The AfCFTA is the most remarkable step ever taken toward African integration. It is the world’s largest trade agreement connecting 55 countries with a population of more than 1.2 billion people and a gross domestic product of $3.4 trillion. For these and other reasons, it has generated a lot of interest worldwide and a great deal of enthusiasm and optimism in Africa. Some skeptics are afraid that a few countries might dominate the African market. They point to such countries like Nigeria, South Africa, and Kenya.
But their fears are unfounded because Nigeria, with a population of 198 million, lacks the manufacturing infrastructure to compete, let alone dominate. Only South Africa has the capability, but it is constrained by a virulent political and social environment reflected in its recurring xenophobic attacks on foreigners, especially African immigrants. Two waves of ‘Africaphobia’ had swept through the country in the last five years, and 130 Nigerians were murdered in South Africa in the last four months. Kenya, on its part, seems even less ambitions in manufacturing.
It is partly for these reasons that many view the AfCFTA as an opportunity as well as a challenge. One of its most important functions is to enhance competitiveness both at the industry and enterprise level.

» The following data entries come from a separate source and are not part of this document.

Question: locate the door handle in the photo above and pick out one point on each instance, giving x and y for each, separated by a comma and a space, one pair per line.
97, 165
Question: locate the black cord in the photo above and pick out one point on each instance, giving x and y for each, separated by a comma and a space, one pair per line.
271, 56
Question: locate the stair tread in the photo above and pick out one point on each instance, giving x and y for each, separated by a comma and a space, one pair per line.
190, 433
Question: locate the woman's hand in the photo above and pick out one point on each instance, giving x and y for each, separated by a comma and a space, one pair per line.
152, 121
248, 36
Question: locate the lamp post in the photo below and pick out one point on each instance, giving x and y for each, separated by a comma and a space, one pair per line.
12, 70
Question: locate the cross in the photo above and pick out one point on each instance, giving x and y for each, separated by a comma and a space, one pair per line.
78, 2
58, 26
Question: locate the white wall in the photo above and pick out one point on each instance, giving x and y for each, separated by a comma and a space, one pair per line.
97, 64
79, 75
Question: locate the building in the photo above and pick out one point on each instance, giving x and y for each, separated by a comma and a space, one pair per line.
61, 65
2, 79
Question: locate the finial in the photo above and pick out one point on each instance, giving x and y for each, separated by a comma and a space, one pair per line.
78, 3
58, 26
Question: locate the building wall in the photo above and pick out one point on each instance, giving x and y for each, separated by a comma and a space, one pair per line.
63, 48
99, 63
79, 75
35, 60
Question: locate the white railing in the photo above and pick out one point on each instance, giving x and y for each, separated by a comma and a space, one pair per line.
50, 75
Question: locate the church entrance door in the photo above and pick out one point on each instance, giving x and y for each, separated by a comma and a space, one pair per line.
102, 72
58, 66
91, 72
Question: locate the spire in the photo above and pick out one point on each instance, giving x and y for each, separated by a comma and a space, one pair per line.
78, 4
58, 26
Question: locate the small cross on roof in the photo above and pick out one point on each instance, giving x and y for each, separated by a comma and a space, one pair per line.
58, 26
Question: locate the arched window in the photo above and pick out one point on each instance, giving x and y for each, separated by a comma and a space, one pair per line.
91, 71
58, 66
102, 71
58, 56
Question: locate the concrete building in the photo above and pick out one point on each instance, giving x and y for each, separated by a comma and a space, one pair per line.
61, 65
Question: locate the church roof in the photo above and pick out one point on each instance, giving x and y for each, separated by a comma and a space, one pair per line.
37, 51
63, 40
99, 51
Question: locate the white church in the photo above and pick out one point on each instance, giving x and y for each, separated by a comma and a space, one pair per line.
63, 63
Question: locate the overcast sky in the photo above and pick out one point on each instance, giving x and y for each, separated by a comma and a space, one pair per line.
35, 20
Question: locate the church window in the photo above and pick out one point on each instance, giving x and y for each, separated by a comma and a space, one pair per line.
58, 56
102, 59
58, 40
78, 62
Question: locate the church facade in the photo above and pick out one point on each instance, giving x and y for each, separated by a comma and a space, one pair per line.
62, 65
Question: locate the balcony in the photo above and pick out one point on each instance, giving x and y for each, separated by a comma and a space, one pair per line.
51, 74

The cost of manufacturing in Africa is so high which reflects in the high prices of manufactured goods. In Nigeria, the manufacturer must make elaborate arrangements to generate his own electricity, pump his own water and provide his own security. The AfCFTA may lead to greater pressure being put on the Federal Government to improve electricity supply and other utilities.
Many Nigerian industries have folded up or were driven out of the country because of lack of power. The hope is that a more competitive atmosphere would put greater pressure on industries to exploit opportunities for scale which is likely to bring down their cost of production and keep the price of the goods competitive. Thus a continental market access, it is believed by many, would lead to a better reallocation of resources, which means greater efficiency, a clearer competitive atmosphere and an end to the perpetual “protection” of local industries which has been elevated to an ideology since independence. The idea has also perpetuated inefficiency and is getting more obsolete if not absurd in the era of globalisation.
An integral part of the AfCFTA deal is the action plan for Boosting Inter-African Trade (BIAD) within which the continent is hoping to double intra-African trade by 2022. The present figure is a mere 17 per cent and the AfCFTA is expected to raise that figure to 56 per cent. But there is need to tackle the issue of transportation and communication infrastructure on which the entire African integration scheme truly depends. The 10 Trans-African Highways were planned 48 years ago and, apparently, there was no urgency about their construction. Now that should change. Some of the routes, such as the Dakar – Lagos highway, Lagos – Cameroun – Central Africa Republic (CAR) – Democratic Republic of the Congo (DRC) – Uganda – Mombasa highway are major arteries of the continent, similar to the Cairo – Cape Town Highway, which traverses the continent from north to south.
The Chinese have left the world with a maxim: to enrich a town, build a road. Africa must develop the transportation infrastructure of the continent if the integration is to be a reality. The AU should enlist the help of the Chinese, who appear willing to help. Europe is an example of what ease of transportation can do to bring peoples together, especially by rail. Only East Africa has a significant railway service on the continent. Water transportation in Africa is still problematic.
There is hardly any year horrid tales are not told of mass drowning at sea because the boats are either too old or poorly maintained. Yet it would have been a cheaper alternative to air transportation, which only the elite can afford. We urge the Buhari administration to table the treaty to enable the National Assembly to quickly ratify the AfCFTA in keeping with Section 12(1) of the 1999 Constitution (as amended).